Pembahasan dalam Mudzakarah
Mudzakarah menghadirkan sejumlah narasumber yang membahas berbagai aspek terkait konflik global dan dampaknya bagi umat Islam. Imaam Yakhsyallah Mansur menyoroti fenomena "manusia barbar dan negara barbar modern" untuk mengkritisi perilaku negara-negara kuat yang dinilai sering mengabaikan nilai-nilai kemanusiaan dalam konflik global. Ia menekankan bahwa akar permasalahan konflik terletak pada penjajahan Israel atas Palestina, dan Iran bertindak membela Palestina.
Asep Faturrahman menganalisis konflik AS-Israel versus Iran dari perspektif geopolitik global dan kondisi umat Islam yang masih terpecah. Ia menekankan pentingnya persatuan umat dan solidaritas antarnegara Muslim dalam menghadapi dinamika konflik global. Sementara itu, Dr. Aat Surya Safaat menjelaskan bahwa agresi militer terhadap Iran merupakan pelanggaran terhadap prinsip-prinsip hukum internasional.

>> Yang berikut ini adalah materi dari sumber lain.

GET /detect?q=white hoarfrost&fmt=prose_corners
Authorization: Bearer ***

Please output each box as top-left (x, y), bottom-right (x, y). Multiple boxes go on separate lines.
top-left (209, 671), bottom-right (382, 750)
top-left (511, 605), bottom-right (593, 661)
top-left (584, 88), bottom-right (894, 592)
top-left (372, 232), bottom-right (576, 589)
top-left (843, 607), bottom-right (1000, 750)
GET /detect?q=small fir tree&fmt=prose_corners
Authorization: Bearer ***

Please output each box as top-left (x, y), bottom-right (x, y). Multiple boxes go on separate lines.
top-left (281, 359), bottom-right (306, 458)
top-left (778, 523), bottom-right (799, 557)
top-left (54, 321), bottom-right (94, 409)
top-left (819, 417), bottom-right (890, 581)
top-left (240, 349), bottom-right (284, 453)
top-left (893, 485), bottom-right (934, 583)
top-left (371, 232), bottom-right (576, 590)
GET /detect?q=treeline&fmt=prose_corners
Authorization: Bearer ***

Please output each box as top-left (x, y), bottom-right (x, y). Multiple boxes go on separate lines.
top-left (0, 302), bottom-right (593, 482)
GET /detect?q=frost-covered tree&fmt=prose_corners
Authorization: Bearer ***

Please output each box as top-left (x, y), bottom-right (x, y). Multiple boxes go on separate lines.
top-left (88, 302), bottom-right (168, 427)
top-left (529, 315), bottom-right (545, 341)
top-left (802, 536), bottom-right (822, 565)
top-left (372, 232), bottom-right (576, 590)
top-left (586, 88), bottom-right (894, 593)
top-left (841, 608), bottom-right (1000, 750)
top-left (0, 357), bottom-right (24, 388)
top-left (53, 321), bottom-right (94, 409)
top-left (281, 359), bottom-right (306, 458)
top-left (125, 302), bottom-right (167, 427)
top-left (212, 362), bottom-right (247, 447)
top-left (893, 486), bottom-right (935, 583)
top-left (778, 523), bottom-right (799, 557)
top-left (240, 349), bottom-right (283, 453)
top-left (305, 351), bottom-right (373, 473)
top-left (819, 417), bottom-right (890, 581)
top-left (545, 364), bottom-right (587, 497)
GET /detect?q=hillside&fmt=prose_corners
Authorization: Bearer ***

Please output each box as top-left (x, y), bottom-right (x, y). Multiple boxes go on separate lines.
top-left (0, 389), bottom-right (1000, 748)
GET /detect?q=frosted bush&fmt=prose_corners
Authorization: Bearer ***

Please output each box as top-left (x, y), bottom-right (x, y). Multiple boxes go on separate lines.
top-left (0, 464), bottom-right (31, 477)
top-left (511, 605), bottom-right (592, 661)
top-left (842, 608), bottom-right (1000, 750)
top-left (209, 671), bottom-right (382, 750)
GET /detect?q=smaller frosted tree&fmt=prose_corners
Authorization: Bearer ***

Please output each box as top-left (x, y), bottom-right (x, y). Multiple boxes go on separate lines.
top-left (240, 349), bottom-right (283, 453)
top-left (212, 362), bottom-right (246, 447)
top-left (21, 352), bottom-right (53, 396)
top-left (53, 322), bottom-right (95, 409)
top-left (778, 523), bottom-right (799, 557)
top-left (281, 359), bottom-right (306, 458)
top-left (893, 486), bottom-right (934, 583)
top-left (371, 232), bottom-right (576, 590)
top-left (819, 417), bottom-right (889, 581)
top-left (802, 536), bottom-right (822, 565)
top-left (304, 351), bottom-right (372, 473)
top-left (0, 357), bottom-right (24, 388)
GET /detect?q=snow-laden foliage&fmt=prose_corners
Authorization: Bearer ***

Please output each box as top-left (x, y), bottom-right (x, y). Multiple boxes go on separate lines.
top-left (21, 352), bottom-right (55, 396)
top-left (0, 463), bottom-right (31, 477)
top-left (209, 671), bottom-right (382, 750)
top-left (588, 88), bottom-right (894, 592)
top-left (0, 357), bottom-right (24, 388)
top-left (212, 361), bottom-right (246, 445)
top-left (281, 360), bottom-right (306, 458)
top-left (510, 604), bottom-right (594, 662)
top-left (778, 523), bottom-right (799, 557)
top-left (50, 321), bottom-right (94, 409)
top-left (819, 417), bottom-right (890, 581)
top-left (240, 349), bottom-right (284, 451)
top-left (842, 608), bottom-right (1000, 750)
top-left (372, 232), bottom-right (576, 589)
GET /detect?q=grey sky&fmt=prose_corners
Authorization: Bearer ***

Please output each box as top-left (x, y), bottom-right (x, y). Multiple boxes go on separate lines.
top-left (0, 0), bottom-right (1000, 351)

Seruan untuk Kesiapsiagaan Umat
Forum mudzakarah menghasilkan sejumlah sikap umat, termasuk mengutuk agresi militer Amerika Serikat dan Israel, menyerukan solidaritas global untuk menolak militerisme dan standar ganda dalam penegakan hukum internasional, serta mendorong pemerintah Indonesia untuk tetap konsisten menjalankan politik luar negeri bebas aktif.
Presidium Aqsa Working Group (AWG) Rifa Berliana Arifin menekankan pentingnya peran generasi muda dalam merespons isu global melalui peningkatan literasi geopolitik dan penggunaan media sosial secara bijak. Ia mendorong para pemuda untuk lebih kritis terhadap informasi dan aktif dalam kegiatan kemanusiaan serta forum kajian yang membahas persoalan internasional dan peradaban umat.

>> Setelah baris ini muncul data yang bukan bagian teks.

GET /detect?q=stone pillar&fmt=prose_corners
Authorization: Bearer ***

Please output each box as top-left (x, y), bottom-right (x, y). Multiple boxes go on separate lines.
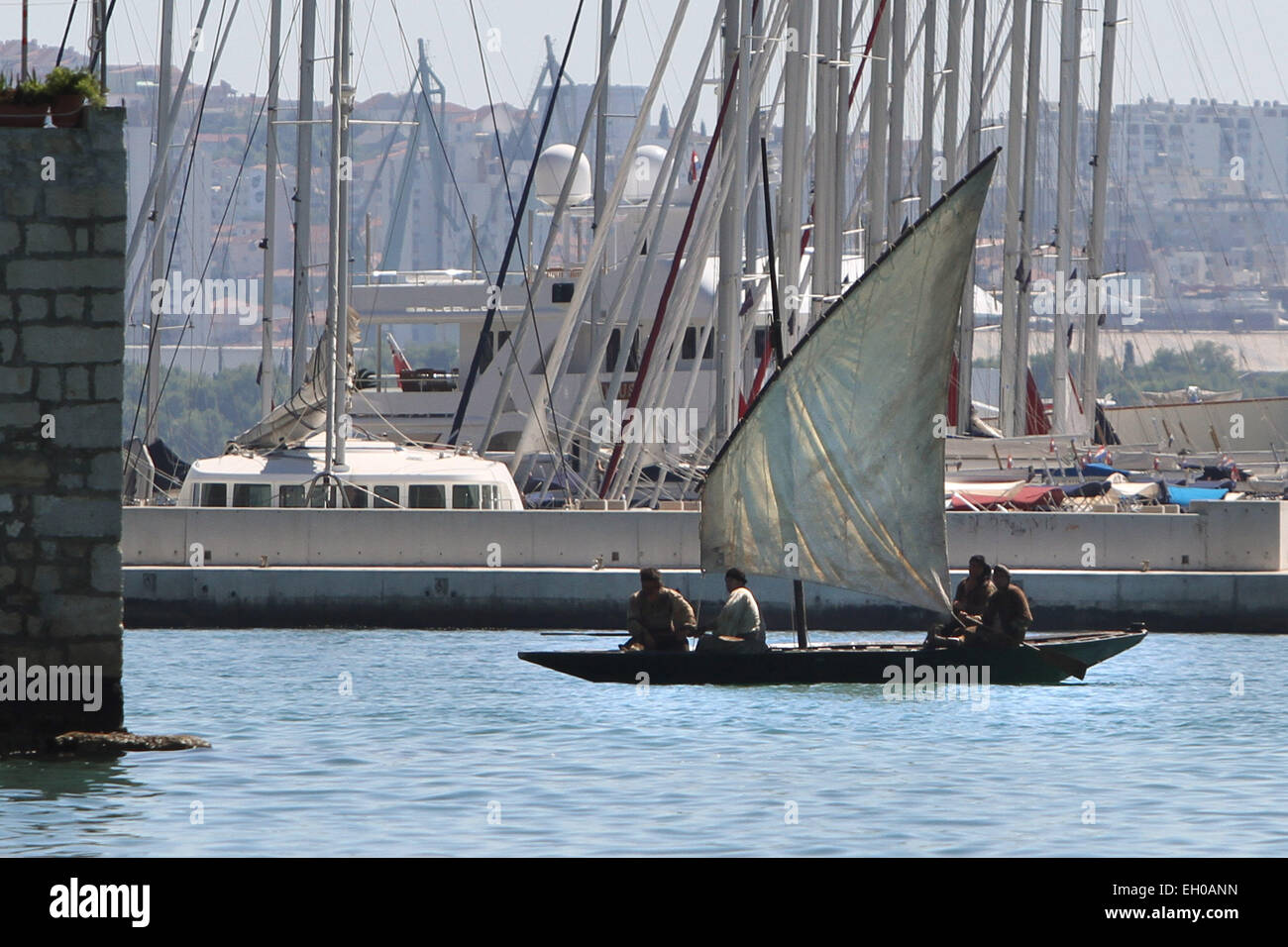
top-left (0, 108), bottom-right (125, 753)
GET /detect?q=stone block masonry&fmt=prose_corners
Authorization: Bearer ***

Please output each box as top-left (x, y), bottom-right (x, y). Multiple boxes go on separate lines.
top-left (0, 108), bottom-right (126, 754)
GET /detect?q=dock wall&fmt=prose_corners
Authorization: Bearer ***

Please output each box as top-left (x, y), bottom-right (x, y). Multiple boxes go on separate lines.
top-left (125, 566), bottom-right (1288, 634)
top-left (121, 501), bottom-right (1288, 573)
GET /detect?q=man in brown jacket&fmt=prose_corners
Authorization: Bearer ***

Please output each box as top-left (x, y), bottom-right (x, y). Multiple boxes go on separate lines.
top-left (966, 566), bottom-right (1033, 648)
top-left (621, 569), bottom-right (698, 651)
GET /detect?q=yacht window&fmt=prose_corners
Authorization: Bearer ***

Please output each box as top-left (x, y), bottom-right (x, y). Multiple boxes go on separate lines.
top-left (233, 483), bottom-right (273, 506)
top-left (277, 485), bottom-right (304, 509)
top-left (201, 483), bottom-right (228, 506)
top-left (407, 483), bottom-right (447, 510)
top-left (452, 483), bottom-right (480, 510)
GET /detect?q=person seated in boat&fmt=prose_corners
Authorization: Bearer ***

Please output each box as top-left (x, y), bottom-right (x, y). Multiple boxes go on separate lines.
top-left (965, 566), bottom-right (1033, 648)
top-left (926, 553), bottom-right (997, 648)
top-left (621, 569), bottom-right (698, 651)
top-left (696, 569), bottom-right (769, 651)
top-left (953, 553), bottom-right (997, 625)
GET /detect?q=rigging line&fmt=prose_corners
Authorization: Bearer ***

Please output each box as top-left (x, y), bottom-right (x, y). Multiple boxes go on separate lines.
top-left (54, 0), bottom-right (80, 69)
top-left (448, 0), bottom-right (574, 475)
top-left (129, 0), bottom-right (245, 459)
top-left (89, 0), bottom-right (116, 72)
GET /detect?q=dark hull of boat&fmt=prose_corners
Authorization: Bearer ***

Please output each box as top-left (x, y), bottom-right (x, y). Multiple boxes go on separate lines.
top-left (519, 630), bottom-right (1146, 685)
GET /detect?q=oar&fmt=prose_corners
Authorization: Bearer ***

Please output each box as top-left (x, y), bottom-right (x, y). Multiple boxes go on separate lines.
top-left (953, 614), bottom-right (1091, 681)
top-left (541, 631), bottom-right (628, 638)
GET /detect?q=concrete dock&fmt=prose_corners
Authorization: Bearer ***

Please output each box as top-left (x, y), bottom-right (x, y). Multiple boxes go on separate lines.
top-left (121, 502), bottom-right (1288, 634)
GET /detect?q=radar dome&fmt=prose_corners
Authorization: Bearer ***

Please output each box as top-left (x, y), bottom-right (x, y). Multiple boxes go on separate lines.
top-left (533, 145), bottom-right (593, 206)
top-left (625, 145), bottom-right (666, 201)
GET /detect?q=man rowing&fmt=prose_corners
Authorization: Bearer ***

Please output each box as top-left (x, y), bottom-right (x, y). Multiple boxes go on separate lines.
top-left (926, 553), bottom-right (997, 648)
top-left (696, 569), bottom-right (769, 652)
top-left (618, 569), bottom-right (698, 651)
top-left (963, 565), bottom-right (1033, 648)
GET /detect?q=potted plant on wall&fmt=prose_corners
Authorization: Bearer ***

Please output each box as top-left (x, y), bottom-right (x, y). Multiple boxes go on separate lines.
top-left (0, 65), bottom-right (107, 128)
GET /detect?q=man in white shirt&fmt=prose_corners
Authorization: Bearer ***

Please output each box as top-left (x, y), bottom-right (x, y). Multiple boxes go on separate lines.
top-left (697, 569), bottom-right (769, 652)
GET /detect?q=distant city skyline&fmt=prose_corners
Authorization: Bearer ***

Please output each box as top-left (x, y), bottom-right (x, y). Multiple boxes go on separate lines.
top-left (12, 0), bottom-right (1288, 131)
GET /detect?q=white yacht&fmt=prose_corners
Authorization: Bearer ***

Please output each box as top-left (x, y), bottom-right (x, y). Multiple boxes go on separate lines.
top-left (177, 434), bottom-right (523, 510)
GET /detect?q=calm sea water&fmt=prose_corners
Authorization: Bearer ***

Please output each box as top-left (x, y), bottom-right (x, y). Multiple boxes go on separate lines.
top-left (0, 630), bottom-right (1288, 856)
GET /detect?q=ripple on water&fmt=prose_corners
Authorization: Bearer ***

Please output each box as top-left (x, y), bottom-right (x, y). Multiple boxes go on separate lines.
top-left (0, 630), bottom-right (1288, 856)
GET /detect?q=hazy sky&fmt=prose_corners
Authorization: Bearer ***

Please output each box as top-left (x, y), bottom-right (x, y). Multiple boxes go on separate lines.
top-left (20, 0), bottom-right (1288, 121)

Wawan Ruswandi menyoroti pentingnya kesiapsiagaan umat dari sisi ekonomi dan ketahanan pangan dalam menghadapi ketidakpastian global. Ia menjelaskan bahwa dampak konflik internasional sering kali pertama dirasakan masyarakat melalui tekanan ekonomi dan kenaikan harga kebutuhan pokok. Ia memaparkan konsep lima pilar ketahanan pangan keluarga Al-Jamaah, antara lain kemandirian pangan rumah tangga, penguatan ekonomi keluarga, gotong royong jamaah, optimalisasi tanah wakaf secara produktif, serta pengembangan program wakaf produktif.

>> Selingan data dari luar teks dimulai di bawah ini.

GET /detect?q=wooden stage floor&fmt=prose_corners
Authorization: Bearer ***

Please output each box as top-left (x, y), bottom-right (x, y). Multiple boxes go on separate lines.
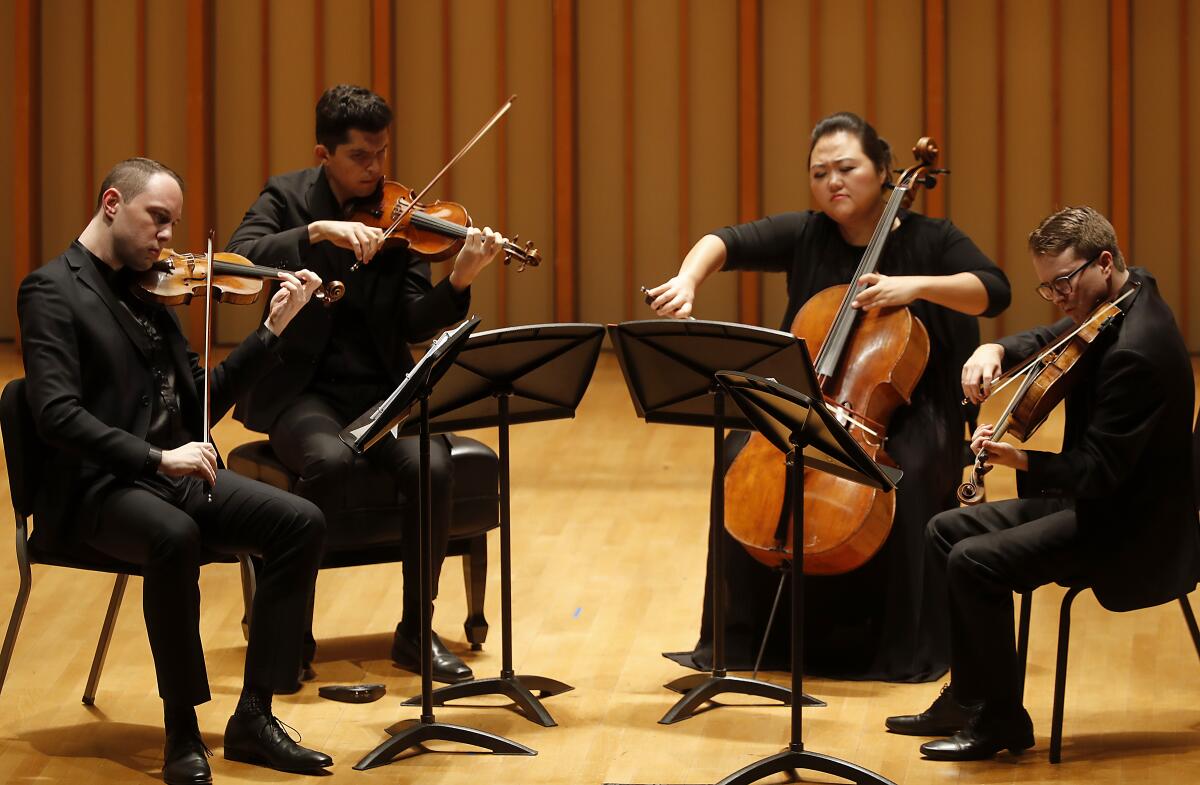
top-left (0, 344), bottom-right (1200, 785)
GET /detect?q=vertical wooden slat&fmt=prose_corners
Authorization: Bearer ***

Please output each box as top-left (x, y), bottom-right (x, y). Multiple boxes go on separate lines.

Dampak Potensial dan Langkah Antisipasi
Konflik antara AS-Israel dan Iran berpotensi menimbulkan dampak yang luas bagi stabilitas global, termasuk peningkatan harga energi, gangguan rantai pasokan, dan peningkatan ketegangan geopolitik. Bagi umat Islam, konflik ini dapat memicu polarisasi, meningkatkan sentimen anti-Muslim, dan memperburuk kondisi kemanusiaan di wilayah-wilayah konflik.
Oleh karena itu, forum mudzakarah menekankan pentingnya memperkuat persatuan dalam Jama’ah, solidaritas, serta kemandirian ekonomi dan ketahanan pangan sebagai bagian dari kesiapsiagaan menghadapi kemungkinan krisis global. Umat Islam juga didorong untuk meningkatkan pemahaman tentang isu-isu geopolitik dan hukum internasional agar dapat merespons konflik global secara cerdas dan bertanggung jawab. Langkah-langkah ini diharapkan dapat meminimalkan dampak negatif konflik global dan meningkatkan ketahanan umat Islam dalam menghadapi tantangan masa depan.